Jackson, you have asked for my input regarding your sitch and I can only hope you have "read" me long enough to know I don't sugar coat things.
First let me say that I am sorry you are away from your kids for such long periods of time. Four months IS a long time but you have a good attitude about it and I know that the kids feel that. It's still a very unfortunate reality, though...
MLC....God knows it does send a person "out there" where the buzzards won't even fly...the lifestyle of your ex's bf may well attest to that but let me put it to you in the most extreme way I can: He is not the om anymore.
Quote:
"I appreciate your fine card...I admire your courage to release these feelings and emotions after all we've been through...I also admire your ability to forgive for what has happened...You have grown as a human being, and I'm glad that you're our children's father...Because you're opening up and are honest, I want to do the same...I don't want to hurt you, but I want to be honest...I want to continue this relationship [with OM] and give it a chance, not the least because now he's taking this step and moving in with me in Europe...You're a fine man, and I admire and respect you for your courage and your warm heart. It would be wonderful for the kids to live together with the parents we are today, both at the same time, but I'm not there today. We do not know what the future has in store, but this is how I feel now."

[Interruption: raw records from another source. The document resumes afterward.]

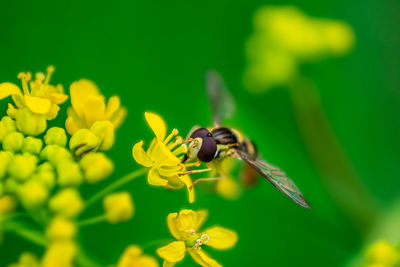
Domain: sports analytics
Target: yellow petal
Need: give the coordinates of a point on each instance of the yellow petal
(94, 109)
(153, 178)
(113, 105)
(52, 113)
(119, 117)
(188, 182)
(140, 156)
(80, 91)
(157, 124)
(162, 156)
(7, 89)
(58, 98)
(221, 238)
(173, 225)
(168, 264)
(173, 252)
(201, 218)
(37, 105)
(203, 259)
(187, 220)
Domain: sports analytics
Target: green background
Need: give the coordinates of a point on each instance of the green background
(154, 55)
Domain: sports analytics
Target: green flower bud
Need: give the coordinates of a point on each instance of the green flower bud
(56, 136)
(11, 186)
(96, 167)
(22, 166)
(104, 130)
(30, 123)
(32, 145)
(69, 173)
(67, 203)
(33, 194)
(55, 154)
(13, 141)
(7, 125)
(61, 229)
(118, 207)
(83, 141)
(5, 158)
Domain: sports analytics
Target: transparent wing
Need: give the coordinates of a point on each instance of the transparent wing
(222, 103)
(277, 177)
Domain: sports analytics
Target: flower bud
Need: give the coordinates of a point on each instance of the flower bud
(13, 141)
(11, 186)
(33, 194)
(32, 145)
(56, 136)
(30, 123)
(96, 167)
(104, 130)
(55, 154)
(118, 207)
(45, 174)
(7, 125)
(67, 203)
(61, 229)
(83, 141)
(22, 166)
(7, 204)
(69, 173)
(5, 159)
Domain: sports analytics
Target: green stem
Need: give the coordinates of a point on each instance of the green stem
(93, 220)
(335, 170)
(111, 187)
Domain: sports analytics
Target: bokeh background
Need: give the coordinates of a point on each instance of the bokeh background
(154, 55)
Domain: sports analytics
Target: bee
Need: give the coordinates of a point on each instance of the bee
(213, 145)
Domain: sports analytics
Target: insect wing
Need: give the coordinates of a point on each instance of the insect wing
(222, 103)
(277, 177)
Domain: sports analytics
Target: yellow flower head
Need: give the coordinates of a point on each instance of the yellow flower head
(37, 95)
(89, 106)
(164, 157)
(384, 253)
(185, 228)
(133, 257)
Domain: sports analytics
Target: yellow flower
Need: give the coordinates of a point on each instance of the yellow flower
(133, 257)
(88, 107)
(59, 254)
(37, 95)
(384, 253)
(185, 228)
(118, 207)
(163, 157)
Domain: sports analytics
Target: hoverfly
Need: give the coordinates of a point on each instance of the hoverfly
(213, 145)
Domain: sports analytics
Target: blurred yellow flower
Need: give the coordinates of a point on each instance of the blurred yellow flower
(118, 207)
(37, 95)
(133, 257)
(88, 107)
(185, 228)
(283, 38)
(382, 253)
(163, 157)
(59, 254)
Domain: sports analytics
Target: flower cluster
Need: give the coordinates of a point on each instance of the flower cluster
(42, 168)
(284, 38)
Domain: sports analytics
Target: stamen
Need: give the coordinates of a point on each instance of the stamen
(50, 70)
(25, 77)
(172, 134)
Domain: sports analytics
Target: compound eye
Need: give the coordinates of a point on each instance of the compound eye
(208, 149)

I appreciate the honesty of your wife's note and think you have no choice but to respect it. She told you she's "not there today" while also stating it "would be wonderful for the kids to live together with the parents we are today". That shows a little growth and a slight footing in reality but I'd really have to have some serious background information to form the opinion your ex is really in MLC and not just on a permanent mental vacation. The vagabond she seems to have hooked up with would be of great concern for me, too, if I were you. But I think that's because of the liklihood he's going to break her heart. Perhaps I have interpretted your description of him wrong and if so, I apologize but I have the impression of your wife traipsing around TOTALLY oblivious to what her kids are learning from this period of so-called "enlightenment".
Sheesh. I think I've been harsh yet trust me, I am guarding my words tremendously. I do not know your wife or her history or what led up to this. Perhaps she was a good woman with a solid foundation that mlc has caused to all but lose her mind. If she had that kind of background, I would call her "lost" for sure.
As for you, I respect the fact that you dare to hope and I do believe there is nothing that can't be turned around. The question lies only in the positioning of the "pieces" and from your ex's mouth (via her note) you have heard it, she's "not there".
Live YOUR life. Get as close to your kids as possible. Especially with the "shacking up" that seems to be on the horizon.